Pressure mounts to review public sector pay cap

3 Jul 17

Increased pressure is being put on the government to lift the 1% public sector pay cap, as senior Conservatives suggest it should be reviewed.

Environment secretary Michael Gove hinted on the BBC’s Andrew Marr Show yesterday the cap could be lifted saying the “integrity” of the pay review process should be respected.

Independent review bodies advise ministers on public sector pay rises. 

The Sun newspaper reported on Friday that Theresa May’s chief of staff Gavin Barwell told a group of Conservative MPs the government would inform pay review bodies they can recommend an uplift of more than 1%.

The group of Conservative MPs – including former party chair Grant Shapps – had marched on Downing Street to protest against the cap, which is blamed for staff shortages in the public sector including from people quitting their jobs

It has been widely reported today that foreign secretary Boris Johnson has gone further than his cabinet colleague Gove, with a Whitehall source quoted saying Johnson “strongly” believes pay rises for the public sector could be achieve in a “responsible way”.

Scotland’s finance secretary Derek Mackay last week pledged Scotland would end the 1% pay cap on the public sector.

“The first minister has made it clear that it will not be assumed that the 1% pay cap will be maintained next year or in future years,” he told the Scottish Parliament.

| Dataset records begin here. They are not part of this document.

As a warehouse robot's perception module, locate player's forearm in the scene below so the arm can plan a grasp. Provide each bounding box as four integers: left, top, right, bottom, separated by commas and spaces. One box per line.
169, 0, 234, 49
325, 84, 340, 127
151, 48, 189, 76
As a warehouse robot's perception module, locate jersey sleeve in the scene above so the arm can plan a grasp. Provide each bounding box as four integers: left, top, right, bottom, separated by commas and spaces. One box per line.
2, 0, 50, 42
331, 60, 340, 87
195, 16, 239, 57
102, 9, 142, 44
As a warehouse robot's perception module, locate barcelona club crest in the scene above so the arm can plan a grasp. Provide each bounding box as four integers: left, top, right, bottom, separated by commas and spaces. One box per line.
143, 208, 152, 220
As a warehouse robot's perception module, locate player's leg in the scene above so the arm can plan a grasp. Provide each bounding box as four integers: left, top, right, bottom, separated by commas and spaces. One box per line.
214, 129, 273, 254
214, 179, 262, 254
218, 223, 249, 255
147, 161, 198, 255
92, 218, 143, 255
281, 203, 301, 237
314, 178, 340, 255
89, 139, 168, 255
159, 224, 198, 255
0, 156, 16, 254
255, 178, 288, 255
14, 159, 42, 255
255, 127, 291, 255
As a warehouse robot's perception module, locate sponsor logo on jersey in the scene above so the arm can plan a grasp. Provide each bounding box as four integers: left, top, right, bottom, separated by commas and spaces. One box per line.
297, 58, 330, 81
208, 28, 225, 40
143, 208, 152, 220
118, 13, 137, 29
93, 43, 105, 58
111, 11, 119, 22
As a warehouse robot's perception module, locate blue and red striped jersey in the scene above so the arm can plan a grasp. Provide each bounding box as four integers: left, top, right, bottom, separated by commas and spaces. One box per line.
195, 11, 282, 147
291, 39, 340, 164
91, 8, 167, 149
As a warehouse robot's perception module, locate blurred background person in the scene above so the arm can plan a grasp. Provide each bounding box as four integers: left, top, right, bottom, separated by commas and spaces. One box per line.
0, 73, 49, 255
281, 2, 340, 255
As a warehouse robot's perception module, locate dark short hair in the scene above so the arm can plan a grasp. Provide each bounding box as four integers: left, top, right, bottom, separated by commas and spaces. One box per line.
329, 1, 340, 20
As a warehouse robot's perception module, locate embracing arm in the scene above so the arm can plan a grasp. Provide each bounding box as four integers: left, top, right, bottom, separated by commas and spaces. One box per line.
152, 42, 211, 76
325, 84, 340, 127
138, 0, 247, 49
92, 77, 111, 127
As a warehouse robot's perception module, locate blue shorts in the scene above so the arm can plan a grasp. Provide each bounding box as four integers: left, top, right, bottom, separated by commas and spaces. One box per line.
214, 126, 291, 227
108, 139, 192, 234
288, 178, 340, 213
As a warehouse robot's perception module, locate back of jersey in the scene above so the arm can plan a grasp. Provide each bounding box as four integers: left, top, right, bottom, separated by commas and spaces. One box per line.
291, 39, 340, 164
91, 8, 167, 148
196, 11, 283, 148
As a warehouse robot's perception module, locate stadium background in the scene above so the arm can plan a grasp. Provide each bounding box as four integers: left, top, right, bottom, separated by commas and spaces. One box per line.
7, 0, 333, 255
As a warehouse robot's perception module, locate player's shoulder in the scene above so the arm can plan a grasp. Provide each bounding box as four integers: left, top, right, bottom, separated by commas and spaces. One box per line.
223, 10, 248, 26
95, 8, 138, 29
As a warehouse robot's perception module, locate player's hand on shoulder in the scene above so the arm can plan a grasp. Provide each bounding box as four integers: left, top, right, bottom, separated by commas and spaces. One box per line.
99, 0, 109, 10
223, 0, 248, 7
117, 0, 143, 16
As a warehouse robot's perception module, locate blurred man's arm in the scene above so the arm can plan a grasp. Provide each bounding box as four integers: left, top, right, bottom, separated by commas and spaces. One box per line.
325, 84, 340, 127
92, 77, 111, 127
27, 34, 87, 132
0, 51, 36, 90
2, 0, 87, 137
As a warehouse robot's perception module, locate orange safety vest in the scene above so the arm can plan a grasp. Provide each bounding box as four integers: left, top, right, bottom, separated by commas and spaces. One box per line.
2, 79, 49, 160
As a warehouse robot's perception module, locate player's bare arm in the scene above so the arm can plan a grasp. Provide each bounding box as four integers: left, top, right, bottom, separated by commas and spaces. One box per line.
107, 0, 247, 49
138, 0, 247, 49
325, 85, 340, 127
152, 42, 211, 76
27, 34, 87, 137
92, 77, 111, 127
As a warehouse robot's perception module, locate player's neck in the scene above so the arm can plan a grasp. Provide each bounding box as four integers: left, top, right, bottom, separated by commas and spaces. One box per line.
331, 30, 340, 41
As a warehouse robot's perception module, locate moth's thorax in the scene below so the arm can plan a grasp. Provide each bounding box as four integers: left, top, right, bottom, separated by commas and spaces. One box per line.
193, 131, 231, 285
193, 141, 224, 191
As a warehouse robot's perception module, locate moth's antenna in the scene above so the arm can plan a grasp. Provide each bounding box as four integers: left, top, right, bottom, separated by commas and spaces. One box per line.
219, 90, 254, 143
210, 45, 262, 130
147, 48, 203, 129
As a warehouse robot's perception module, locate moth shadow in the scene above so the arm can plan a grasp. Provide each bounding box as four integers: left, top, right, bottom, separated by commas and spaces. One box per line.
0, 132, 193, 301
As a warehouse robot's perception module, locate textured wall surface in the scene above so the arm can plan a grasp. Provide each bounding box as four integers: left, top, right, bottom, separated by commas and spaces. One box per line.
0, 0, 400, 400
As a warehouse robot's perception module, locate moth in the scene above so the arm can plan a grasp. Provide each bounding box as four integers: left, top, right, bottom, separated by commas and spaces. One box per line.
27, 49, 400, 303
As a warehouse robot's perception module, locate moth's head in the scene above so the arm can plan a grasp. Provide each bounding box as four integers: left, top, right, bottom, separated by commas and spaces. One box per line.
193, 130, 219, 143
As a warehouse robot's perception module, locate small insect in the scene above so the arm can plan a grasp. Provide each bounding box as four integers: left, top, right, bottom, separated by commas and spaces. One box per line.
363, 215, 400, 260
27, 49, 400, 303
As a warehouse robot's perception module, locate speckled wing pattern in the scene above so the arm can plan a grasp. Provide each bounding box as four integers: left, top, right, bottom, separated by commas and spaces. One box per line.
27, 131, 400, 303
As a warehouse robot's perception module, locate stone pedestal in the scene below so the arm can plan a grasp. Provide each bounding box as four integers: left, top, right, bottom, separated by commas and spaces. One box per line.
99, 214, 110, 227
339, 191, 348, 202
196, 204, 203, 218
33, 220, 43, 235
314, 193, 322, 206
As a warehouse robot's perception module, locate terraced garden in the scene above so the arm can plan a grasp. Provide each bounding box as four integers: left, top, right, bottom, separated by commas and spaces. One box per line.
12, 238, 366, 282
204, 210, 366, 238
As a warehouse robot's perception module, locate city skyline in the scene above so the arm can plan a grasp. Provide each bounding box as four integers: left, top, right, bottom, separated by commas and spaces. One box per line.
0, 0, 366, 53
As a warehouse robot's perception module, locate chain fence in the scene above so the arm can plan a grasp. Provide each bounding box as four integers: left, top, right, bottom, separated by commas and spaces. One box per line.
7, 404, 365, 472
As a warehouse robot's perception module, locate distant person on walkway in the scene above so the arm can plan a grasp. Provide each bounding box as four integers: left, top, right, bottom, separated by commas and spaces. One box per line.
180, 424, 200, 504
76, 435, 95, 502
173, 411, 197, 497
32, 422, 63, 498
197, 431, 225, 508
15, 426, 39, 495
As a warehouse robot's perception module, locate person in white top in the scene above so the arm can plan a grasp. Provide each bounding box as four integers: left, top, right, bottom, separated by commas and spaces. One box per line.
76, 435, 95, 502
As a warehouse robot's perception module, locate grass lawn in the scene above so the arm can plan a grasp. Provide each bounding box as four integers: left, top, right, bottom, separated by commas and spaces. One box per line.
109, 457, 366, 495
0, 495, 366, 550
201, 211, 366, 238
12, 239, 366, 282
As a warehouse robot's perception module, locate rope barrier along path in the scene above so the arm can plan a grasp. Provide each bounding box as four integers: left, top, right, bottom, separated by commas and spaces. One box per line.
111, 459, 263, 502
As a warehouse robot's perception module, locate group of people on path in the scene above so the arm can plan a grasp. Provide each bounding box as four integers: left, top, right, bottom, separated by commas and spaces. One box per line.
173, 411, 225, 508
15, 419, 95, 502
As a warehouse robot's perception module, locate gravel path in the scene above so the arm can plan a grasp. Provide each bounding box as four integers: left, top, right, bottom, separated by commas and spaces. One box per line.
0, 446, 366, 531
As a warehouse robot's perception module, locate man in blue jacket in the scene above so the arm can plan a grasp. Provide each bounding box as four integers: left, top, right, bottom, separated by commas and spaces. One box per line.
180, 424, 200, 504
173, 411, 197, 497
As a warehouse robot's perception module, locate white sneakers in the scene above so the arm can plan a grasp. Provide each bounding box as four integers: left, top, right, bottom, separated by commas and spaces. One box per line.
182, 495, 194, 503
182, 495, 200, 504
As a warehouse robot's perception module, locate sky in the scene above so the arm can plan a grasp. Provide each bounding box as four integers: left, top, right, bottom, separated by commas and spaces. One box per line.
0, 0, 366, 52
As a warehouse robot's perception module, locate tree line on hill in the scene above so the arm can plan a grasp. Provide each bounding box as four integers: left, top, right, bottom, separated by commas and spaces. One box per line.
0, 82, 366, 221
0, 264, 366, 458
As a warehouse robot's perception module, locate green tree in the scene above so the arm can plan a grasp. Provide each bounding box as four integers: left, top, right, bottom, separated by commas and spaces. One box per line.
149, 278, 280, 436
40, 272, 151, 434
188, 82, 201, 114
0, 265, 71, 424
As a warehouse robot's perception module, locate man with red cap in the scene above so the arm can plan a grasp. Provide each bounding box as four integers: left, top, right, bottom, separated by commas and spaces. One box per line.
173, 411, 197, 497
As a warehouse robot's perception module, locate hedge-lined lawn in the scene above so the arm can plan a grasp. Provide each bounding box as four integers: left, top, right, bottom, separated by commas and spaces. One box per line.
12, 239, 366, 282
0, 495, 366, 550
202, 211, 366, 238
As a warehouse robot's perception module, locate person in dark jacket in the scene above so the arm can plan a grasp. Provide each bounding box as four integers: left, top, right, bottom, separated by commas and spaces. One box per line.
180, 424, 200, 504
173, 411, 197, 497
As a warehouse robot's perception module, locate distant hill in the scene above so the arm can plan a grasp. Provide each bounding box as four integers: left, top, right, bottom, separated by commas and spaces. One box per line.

Education secretary Justice Greening has said she would like to see the pay cap ‘relaxed’ and health secretary Jeremy Hunt recently told an NHS Confederation conference last month he would be talking to Treasury about his concerns over the pay cap.

Labour’s shadow health secretary Jonathan Ashworth said on the BBC 1 yesterday the Conservative Party were in “turmoil” over the pay cap.

"We're saying to the pay review bodies: ‘Get rid of the 1% cap and give a fair pay rise,’” Ashworth said.

Labour’s proposed amendment to the Queen’s Speech to end the 1% public sector pay cap was voted down in the House of Commons last week.

Norman Lamont, Conservative chancellor of the exchequer is the early 1990s, told BBC Radio 4’s Today programme today he understood the necessity of reviewing the pay cap where there was “an issue of recruitment”.

But he added he “objected” to the pressure that was being put on the government to “abandon restraint on public expenditure”.